The naira continues to gain ground against the US dollar as the Central Bank of Nigeria (CBN) ensures a steady supply of foreign exchange (FX) to both banks and Bureau de Change (BDC) operators. This intervention has helped stabilize exchange rates, meeting the demand for foreign transactions and easing pressure on the market.
Recent trends indicate that the usual FX demand from individuals and businesses, which often pushes up rates in the parallel market, has significantly reduced. Analysts attribute this to increased access to foreign currency through banks, particularly for business and travel purposes, making competition tougher for BDC operators.

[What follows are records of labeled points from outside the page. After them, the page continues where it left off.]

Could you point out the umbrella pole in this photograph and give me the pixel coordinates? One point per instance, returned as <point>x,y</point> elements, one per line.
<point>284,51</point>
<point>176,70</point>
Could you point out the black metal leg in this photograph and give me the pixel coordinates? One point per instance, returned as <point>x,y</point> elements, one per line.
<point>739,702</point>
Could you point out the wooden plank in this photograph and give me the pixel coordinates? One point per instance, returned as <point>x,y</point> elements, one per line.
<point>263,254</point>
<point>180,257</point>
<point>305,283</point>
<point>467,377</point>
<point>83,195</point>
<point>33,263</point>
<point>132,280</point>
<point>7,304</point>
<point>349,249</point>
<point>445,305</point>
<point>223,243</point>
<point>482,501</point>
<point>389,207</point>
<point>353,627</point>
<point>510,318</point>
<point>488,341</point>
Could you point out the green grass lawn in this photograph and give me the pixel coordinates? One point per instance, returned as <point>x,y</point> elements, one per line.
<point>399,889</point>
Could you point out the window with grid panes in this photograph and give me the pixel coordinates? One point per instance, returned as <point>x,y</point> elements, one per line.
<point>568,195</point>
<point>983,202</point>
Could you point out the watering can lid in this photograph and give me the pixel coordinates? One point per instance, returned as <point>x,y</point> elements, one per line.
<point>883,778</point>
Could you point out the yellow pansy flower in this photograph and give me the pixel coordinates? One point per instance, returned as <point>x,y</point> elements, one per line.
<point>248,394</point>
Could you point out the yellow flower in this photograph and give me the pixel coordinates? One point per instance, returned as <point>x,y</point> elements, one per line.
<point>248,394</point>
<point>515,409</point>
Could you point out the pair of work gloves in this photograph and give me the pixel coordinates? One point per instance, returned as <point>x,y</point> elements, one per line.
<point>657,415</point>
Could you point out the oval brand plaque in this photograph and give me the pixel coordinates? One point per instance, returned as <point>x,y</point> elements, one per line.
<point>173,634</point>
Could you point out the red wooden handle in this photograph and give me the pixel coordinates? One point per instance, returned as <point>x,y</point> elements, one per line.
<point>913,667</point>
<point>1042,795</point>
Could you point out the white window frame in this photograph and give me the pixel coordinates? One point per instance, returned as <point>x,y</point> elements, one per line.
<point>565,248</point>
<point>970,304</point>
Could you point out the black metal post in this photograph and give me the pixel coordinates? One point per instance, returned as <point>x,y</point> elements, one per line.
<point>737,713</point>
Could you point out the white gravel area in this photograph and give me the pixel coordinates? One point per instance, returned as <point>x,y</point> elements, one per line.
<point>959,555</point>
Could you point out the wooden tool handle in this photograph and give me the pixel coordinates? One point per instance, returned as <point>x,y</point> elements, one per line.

With the CBN supplying FX across both official and parallel markets, the exchange rate has remained relatively stable. Many market watchers believe this trend will continue unless the CBN changes its current strategy.
On Thursday, the naira appreciated by 0.05% in the official market, closing at ₦1,498.28 per dollar. In the parallel market, it traded at ₦1,495 per dollar. The Nigerian Foreign Exchange Market (NFEM) also maintained stability, with rates fluctuating between ₦1,496 and ₦1,500.50 per dollar.

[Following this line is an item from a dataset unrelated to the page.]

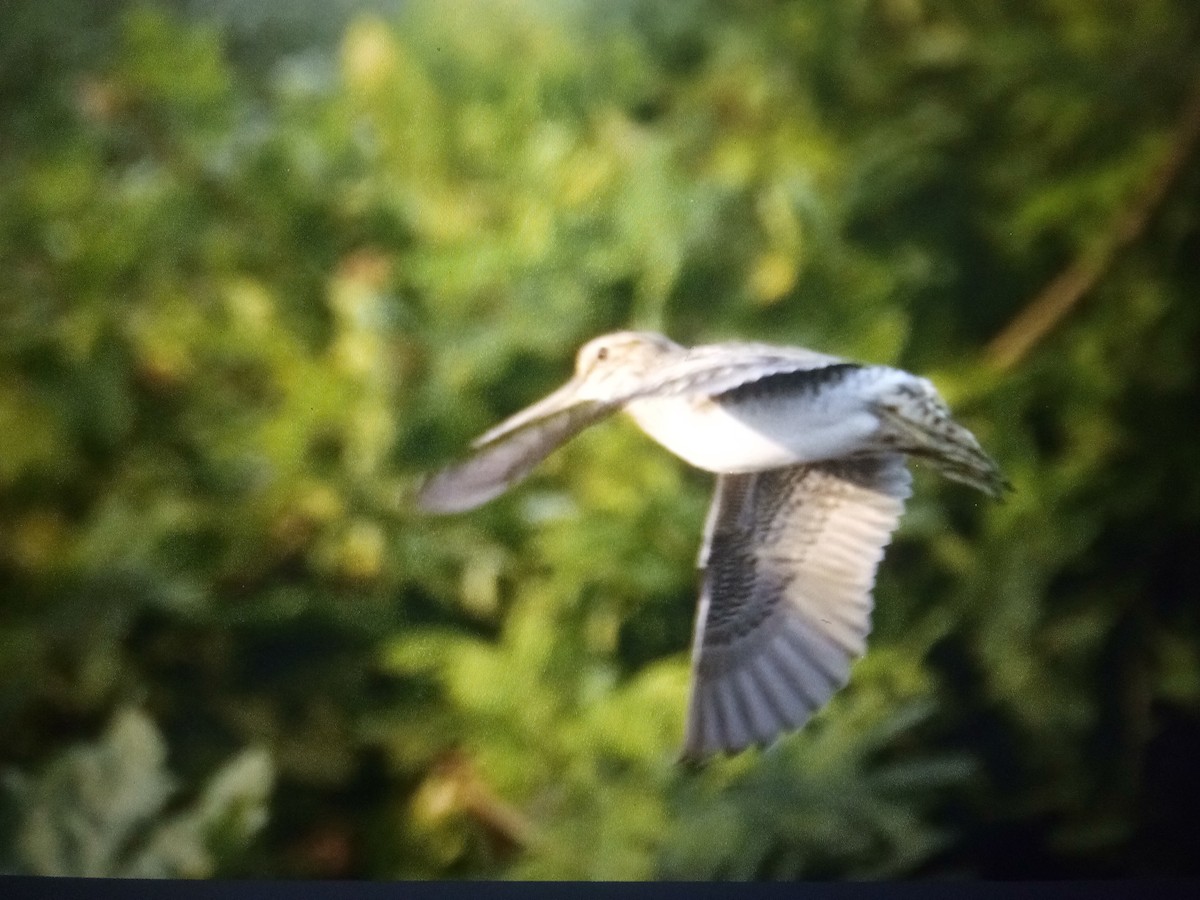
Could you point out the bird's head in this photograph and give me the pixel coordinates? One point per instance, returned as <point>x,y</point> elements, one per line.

However, Nigeria’s external reserves declined to $38.5 billion due to fluctuations in FX inflows, remittances, and crude oil revenues.
Oil Prices Surge Amid Supply Concerns
Oil prices jumped by 2% as fresh concerns over supply emerged following former US President Donald Trump’s decision to revoke Chevron’s license to operate in Venezuela. Despite this, expectations of a possible Ukraine peace deal, which could increase Russian oil exports, and an unexpected rise in US gasoline inventories limited further gains.
Brent crude rose by $1.43 (2%) to $73.96 per barrel, while US West Texas Intermediate (WTI) climbed $1.46 (2.1%) to $70.08. Meanwhile, gold prices fell to a two-week low, pressured by a stronger dollar and anticipated inflation data. Spot gold dropped 1.2%, settling at $2,882.49 per ounce.